Twenty-four of the 25 floral anatomical traits and FL differed significantly between Paphiopedilum species and Cypripedium species (Figure 1 and Table 2). The former had longer FL and higher values for epidermis thickness (P < 0.001), exodermal (P < 0.001) and endodermal thickness (P < 0.001) of the floral stems, upper (P < 0.001) and lower epidermal thickness (P < 0.001), mesophyll thickness of the petals (P < 0.001) and dorsal sepal (P < 0.001), petal thickness (P < 0.001), lip thickness (P < 0.001), dorsal sepal thickness (P < 0.001), and synsepal thickness (P < 0.001), but lower values for vein (P < 0.001) and stomatal densities (P < 0.001) on the flowers.
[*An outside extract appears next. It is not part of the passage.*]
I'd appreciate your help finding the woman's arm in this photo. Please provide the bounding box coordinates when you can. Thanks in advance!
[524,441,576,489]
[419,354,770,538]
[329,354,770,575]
The values for mesophyll thickness of the lip (P = 0.128) and synsepal (P = 0.480) did not significantly differ between the two genera (Table 2).
FIGURE 1
TABLE 2
| Traits | Paphiopedilum (n = 13) Mean ± SE | Cypripedium (n = 5) Mean ± SE | Z | P |
| Floral stem | ||||
| Epidermal thickness | 50.94 ± 1.09 | 32.26 ± 1.23 | –7.31 | <0.001 |
| Exodermal thickness | 371.05 ± 18.91 | 208.02 ± 9.05 | –6.11 | <0.001 |
| Endodermal thickness | 169.94 ± 6.88 | 48.07 ± 4.90 | –7.85 | <0.001 |
| Petal | ||||
| Upper epidermal thickness | 76.99 ± 1.90 | 42.40 ± 1.44 | –7.83 | <0.001 |
| Lower epidermal thickness | 79.28 ± 2.08 | 43.07 ± 1.95 | –7.44 | <0.001 |
| Mesophyll thickness | 252.24 ± 12.39 | 115.08 ± 4.30 | –6.65 | <0.001 |
| Petal thickness | 406.18 ± 13.16 | 199.49 ± 6.15 | –7.83 | <0.001 |
| Vein density | 0.88 ± 0.02 | 1.71 ± 0.13 | –7.01 | <0.001 |
| Lip | ||||
| Upper epidermal thickness | 72.82 ± 1.62 | 47.81 ± 3.00 | –5.84 | <0.001 |
| Lower epidermal thickness | 69.14 ± 1.58 | 48.07 ± 3.22 | –5.29 | <0.001 |
| Mesophyll thickness | 256.68 ± 11.74 | 223.94 ± 21.00 | –2.52 | 0.128 |
| Lip thickness | 397.34 ± 12.68 | 318.84 ± 23.41 | –2.79 | 0.005 |
| Vein density | 0.80 ± 0.02 | 1.26 ± 0.02 | –7.94 | <0.001 |
| Dorsal sepal | ||||
| Upper epidermal thickness | 70.66 ± 1.46 | 48.04 ± 1.56 | –6.93 | <0.001 |
| Lower epidermal thickness | 84.46 ± 2.77 | 49.73 ± 1.77 | –6.94 | <0.001 |
| Mesophyll thickness | 245.34 ± 10.27 | 146.64 ± 7.70 | –5.70 | <0.001 |
| Dorsal sepal thickness | 398.88 ± 10.64 | 245.95 ± 8.93 | –6.79 | <0.001 |
| Vein density | 0.96 ± 0.02 | 1.52 ± 0.06 | –7.26 | <0.001 |
| Stomatal density | 1.50 ± 0.07 | 3.90 ± 0.21 | –7.62 | <0.001 |
| Synsepal | ||||
| Upper epidermal thickness | 67.95 ± 1.40 | 43.14 ± 1.25 | –7.70 | <0.001 |
| Lower epidermal thickness | 72.50 ± 1.56 | 44.60 ± 1.39 | –7.46 | <0.001 |
| Mesophyll thickness | 107.71 ± 5.39 | 107.06 ± 3.62 | –0.71 | 0.480 |
| Synsepal thickness | 262.96 ± 6.86 | 194.52 ± 4.67 | –5.82 | <0.001 |
| Vein density | 1.00 ± 0.02 | 1.79 ± 0.11 | –6.57 | <0.001 |
| Stomatal density | 1.59 ± 0.09 | 6.94 ± 0.50 | –7.54 | <0.001 |
Contrasts in floral anatomical traits between Paphiopedilum and Cypripedium of floral functional traits for tested species.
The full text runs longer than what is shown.